Escherichia coli mutants which lack defence systems against such active oxygen forms as OxyR (delta oxyR), superoxide dismutase (SOD) (sodA and sodB) and catalase (katE and katG) are sensitive to UV-A lethality under aerobic conditions, whereas OxyR- and SOD-mutants have resistance under anaerobic conditions and in the presence of sodium azide (NaN3) during irradiation. UV-A induces lipid peroxidation in the delta oxyR mutant, which is suppressed by NaN3. These results suggest that UV-A generates 1O2 or the hydroxyl radical to produce lipid peroxides intracellularly in the delta oxyR mutant and that O2- stress may be generated in the sodAB mutant after 8hr of exposure to UV-A. The sensitivities of such DNA repair-deficient mutants as recA(ind-) and uvrA to UV-A also were examined and compared. These mutants are sensitive to UV-A lethality under aerobic conditions but show only slight resistance under anaerobic conditions or in the presence of NaN3 during irradiation. We conclude that NaN3 protects these mutant cells from oxygen-dependent UV-A lethality.
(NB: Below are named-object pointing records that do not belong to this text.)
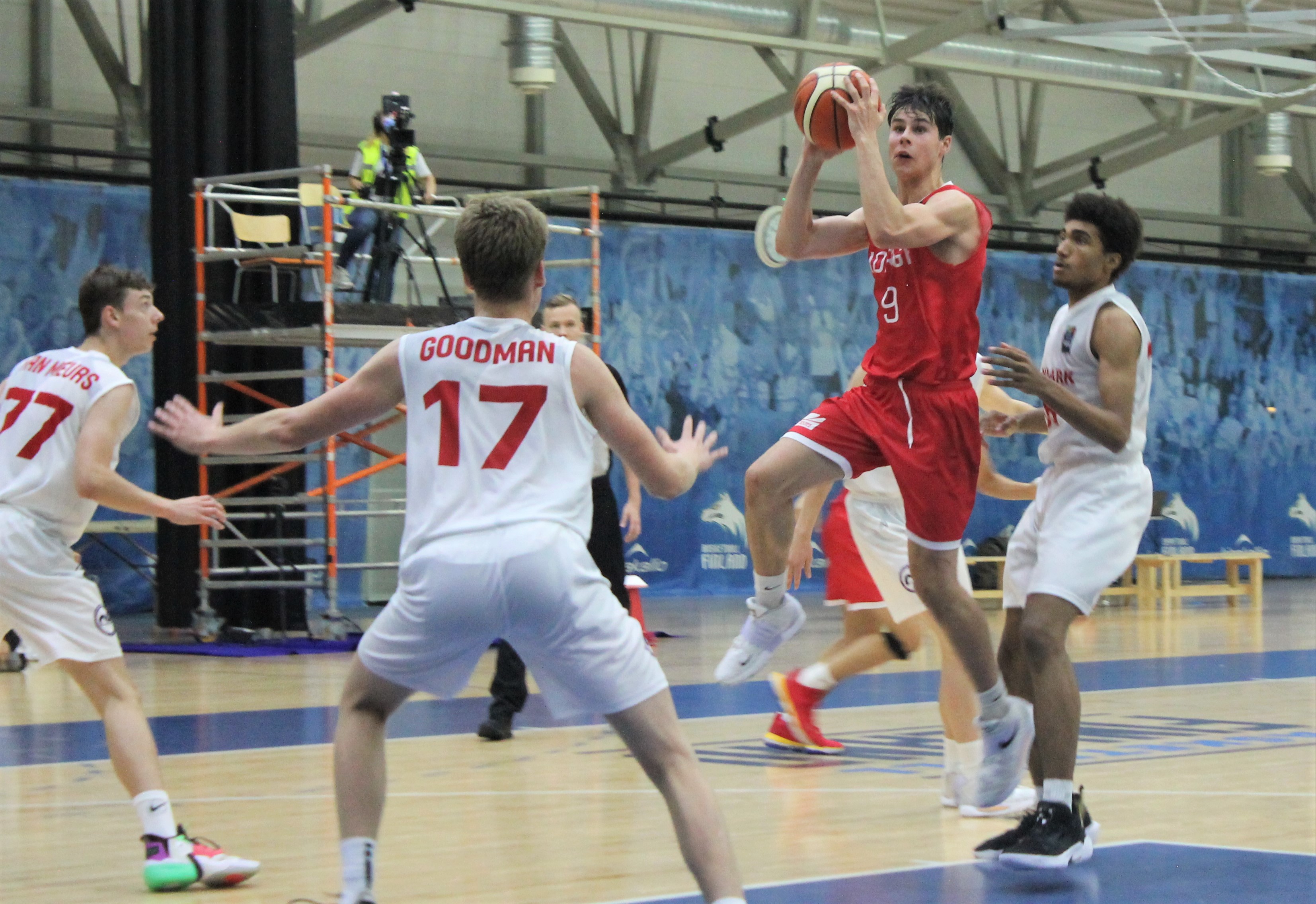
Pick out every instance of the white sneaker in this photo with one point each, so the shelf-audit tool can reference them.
(764, 631)
(1020, 799)
(1006, 745)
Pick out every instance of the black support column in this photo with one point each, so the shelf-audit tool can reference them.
(223, 100)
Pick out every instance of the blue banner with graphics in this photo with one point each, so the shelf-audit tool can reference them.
(698, 325)
(55, 234)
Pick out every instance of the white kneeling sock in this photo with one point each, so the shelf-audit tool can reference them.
(819, 677)
(1059, 791)
(359, 865)
(156, 814)
(769, 591)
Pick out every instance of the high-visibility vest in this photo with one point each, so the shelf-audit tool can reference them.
(372, 152)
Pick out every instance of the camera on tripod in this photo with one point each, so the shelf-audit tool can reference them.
(397, 117)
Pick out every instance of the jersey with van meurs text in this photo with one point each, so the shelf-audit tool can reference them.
(494, 433)
(45, 404)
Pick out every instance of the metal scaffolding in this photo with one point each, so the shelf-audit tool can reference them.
(252, 189)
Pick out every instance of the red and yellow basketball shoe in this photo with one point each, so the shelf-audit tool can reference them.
(798, 702)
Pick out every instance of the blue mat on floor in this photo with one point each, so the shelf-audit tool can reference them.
(277, 648)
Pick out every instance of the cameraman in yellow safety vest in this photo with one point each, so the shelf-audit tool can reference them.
(372, 161)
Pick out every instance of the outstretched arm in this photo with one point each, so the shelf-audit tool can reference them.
(665, 466)
(370, 394)
(997, 485)
(799, 560)
(97, 479)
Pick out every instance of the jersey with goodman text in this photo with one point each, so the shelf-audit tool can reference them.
(45, 404)
(1069, 361)
(494, 433)
(927, 310)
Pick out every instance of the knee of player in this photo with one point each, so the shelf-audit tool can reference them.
(1040, 640)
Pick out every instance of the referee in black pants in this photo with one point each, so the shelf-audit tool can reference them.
(562, 318)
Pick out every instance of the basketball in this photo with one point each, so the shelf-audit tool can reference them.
(816, 112)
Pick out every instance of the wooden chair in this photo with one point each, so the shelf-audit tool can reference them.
(270, 232)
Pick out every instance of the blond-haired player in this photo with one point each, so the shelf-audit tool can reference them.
(66, 412)
(495, 539)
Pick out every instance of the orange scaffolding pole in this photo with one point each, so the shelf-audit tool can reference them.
(203, 477)
(595, 298)
(331, 489)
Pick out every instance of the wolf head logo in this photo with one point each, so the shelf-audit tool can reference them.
(725, 515)
(1183, 516)
(1303, 511)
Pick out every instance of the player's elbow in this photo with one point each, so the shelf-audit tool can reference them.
(89, 481)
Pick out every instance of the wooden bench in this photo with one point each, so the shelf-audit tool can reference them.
(1232, 588)
(1147, 578)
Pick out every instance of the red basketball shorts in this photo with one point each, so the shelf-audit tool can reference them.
(930, 437)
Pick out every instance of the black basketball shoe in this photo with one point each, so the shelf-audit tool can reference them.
(993, 848)
(1055, 840)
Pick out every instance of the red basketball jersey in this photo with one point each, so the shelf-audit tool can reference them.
(927, 310)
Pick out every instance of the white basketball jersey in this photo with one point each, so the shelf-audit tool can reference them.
(45, 404)
(1070, 362)
(494, 433)
(879, 485)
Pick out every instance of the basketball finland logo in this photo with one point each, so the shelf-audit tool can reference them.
(1178, 511)
(721, 557)
(640, 562)
(1303, 548)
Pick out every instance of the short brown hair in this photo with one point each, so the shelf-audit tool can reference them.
(501, 241)
(561, 300)
(107, 286)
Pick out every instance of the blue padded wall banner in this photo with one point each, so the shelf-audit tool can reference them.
(57, 232)
(698, 325)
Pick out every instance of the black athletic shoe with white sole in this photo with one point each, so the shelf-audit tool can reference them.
(993, 848)
(1055, 840)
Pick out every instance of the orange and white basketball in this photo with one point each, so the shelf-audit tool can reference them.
(816, 112)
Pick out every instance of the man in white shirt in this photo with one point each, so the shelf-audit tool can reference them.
(66, 412)
(501, 425)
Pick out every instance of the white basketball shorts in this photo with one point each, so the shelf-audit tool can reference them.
(877, 534)
(1080, 535)
(47, 598)
(536, 587)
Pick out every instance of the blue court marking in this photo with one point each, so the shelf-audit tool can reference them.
(1103, 738)
(64, 742)
(1130, 873)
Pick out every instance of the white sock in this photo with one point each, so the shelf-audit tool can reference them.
(359, 864)
(949, 756)
(769, 591)
(819, 677)
(1059, 791)
(970, 756)
(156, 814)
(991, 703)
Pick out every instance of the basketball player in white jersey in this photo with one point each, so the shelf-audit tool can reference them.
(1093, 505)
(866, 543)
(66, 412)
(501, 427)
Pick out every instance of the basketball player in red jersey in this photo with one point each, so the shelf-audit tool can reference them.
(501, 428)
(916, 411)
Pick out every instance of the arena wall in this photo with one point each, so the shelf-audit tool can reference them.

缺乏针对诸如OxyR(ΔoxyR)、超氧化物歧化酶(SOD)(sodA和sodB)以及过氧化氢酶(katE和katG)等活性氧形式的防御系统的大肠杆菌突变体,在有氧条件下对UV-A致死作用敏感,而OxyR和SOD突变体在厌氧条件下以及在辐照期间存在叠氮化钠(NaN₃)时具有抗性。UV-A在ΔoxyR突变体中诱导脂质过氧化,这被NaN₃所抑制。这些结果表明,UV-A在ΔoxyR突变体中产生单线态氧(¹O₂)或羟基自由基以在细胞内产生脂质过氧化物,并且在暴露于UV-A 8小时后,sodAB突变体中可能产生超氧阴离子(O₂⁻)应激。还检查并比较了诸如recA(ind-)和uvrA等DNA修复缺陷突变体对UV-A的敏感性。这些突变体在有氧条件下对UV-A致死作用敏感,但在厌氧条件下或在辐照期间存在NaN₃时仅表现出轻微抗性。我们得出结论,NaN₃保护这些突变细胞免受依赖氧气的UV-A致死作用。